Mainstream economics fetishizes the use of models. Even if your insight could be stated clearly and concisely in a narrative, it is not economics unless a model is involved. For instance, two of our colleagues have gone through Mankiw’s introductory economics textbook and have ascertained that every use of a graph is not only unnecessary, but in most cases serves to impede rather than add to the presentation of the concept under discussion.
The preoccupation with models suggests that the economics discipline has unduly limited its problem-solving abilities by giving high priority to “models”. Recall how central bankers rejected William White and Claudio Borio’s well documented warning that an international housing bubble was underway. The basis for the bankers’ dismissal? White and Borio had no theoretical underpinning for their view.

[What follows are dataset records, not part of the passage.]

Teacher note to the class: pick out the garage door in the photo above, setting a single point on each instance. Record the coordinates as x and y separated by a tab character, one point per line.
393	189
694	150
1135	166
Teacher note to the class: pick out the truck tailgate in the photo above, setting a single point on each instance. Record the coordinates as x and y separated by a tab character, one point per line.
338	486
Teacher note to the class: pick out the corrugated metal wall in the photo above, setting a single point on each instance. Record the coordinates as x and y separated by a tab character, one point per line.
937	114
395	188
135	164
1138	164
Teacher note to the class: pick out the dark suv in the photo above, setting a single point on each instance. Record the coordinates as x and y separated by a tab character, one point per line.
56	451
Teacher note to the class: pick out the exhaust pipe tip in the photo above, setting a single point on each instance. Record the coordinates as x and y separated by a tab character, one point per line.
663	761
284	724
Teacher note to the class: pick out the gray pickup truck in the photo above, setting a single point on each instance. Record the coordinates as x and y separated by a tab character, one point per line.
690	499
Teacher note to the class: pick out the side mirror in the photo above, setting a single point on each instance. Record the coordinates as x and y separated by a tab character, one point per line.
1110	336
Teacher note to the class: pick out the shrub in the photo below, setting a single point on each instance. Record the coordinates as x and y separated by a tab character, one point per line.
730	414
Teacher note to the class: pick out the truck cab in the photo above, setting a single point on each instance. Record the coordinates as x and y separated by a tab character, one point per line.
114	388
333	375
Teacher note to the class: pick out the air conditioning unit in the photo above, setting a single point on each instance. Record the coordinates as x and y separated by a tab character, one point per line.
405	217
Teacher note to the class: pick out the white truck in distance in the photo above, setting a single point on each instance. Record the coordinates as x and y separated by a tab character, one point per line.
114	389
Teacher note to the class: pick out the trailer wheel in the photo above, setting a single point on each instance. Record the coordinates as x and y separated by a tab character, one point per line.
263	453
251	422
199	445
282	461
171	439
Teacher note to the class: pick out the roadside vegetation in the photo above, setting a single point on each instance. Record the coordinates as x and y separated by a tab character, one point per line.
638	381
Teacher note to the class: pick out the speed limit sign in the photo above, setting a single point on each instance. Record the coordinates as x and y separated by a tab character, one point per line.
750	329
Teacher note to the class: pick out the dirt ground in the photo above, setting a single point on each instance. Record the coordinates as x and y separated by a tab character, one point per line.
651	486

Similarly, you’ll hear Brad DeLong mention, and later distance himself from a prescription promulgated by Milton Friedman, and embraced by many in the profession, that all that mattered was that a model make good predictions. We discussed the so-called “F-twist” in ECONNED:
Friedman, like his peer Samuelson, played an important role in defining what constituted proper methodology. An oft-invoked section of an influential 1953 paper:
Truly important and significant hypotheses will be found to have “assumptions” that are wildly inaccurate descriptive representations of reality, and in general, the more significant the theory, the more unrealistic the assumptions. . . . The reason is simple. A hypothesis is important if it “explains” much by little, that is, it abstracts the common and crucial elements from the mass of complex and detailed circumstances surrounding the phenomenon to be explained and permits valid predictions on the basis of them alone. To be important, therefore, a hypothesis must be deceptively false in its assumptions; it takes account of, and accounts for, none of the many other attendant circumstances, since its very success shows them to be irrelevant for the phenomenon to be explained.
To put the point less paradoxically, the relevant question to ask about the “assumptions” of a theory is not whether they are descriptively “realistic,” for they never are, but whether they are sufficiently good approximations for the purpose at hand. And this question can be answered only by seeing whether the theory works, which means whether it yields sufficiently accurate predictions.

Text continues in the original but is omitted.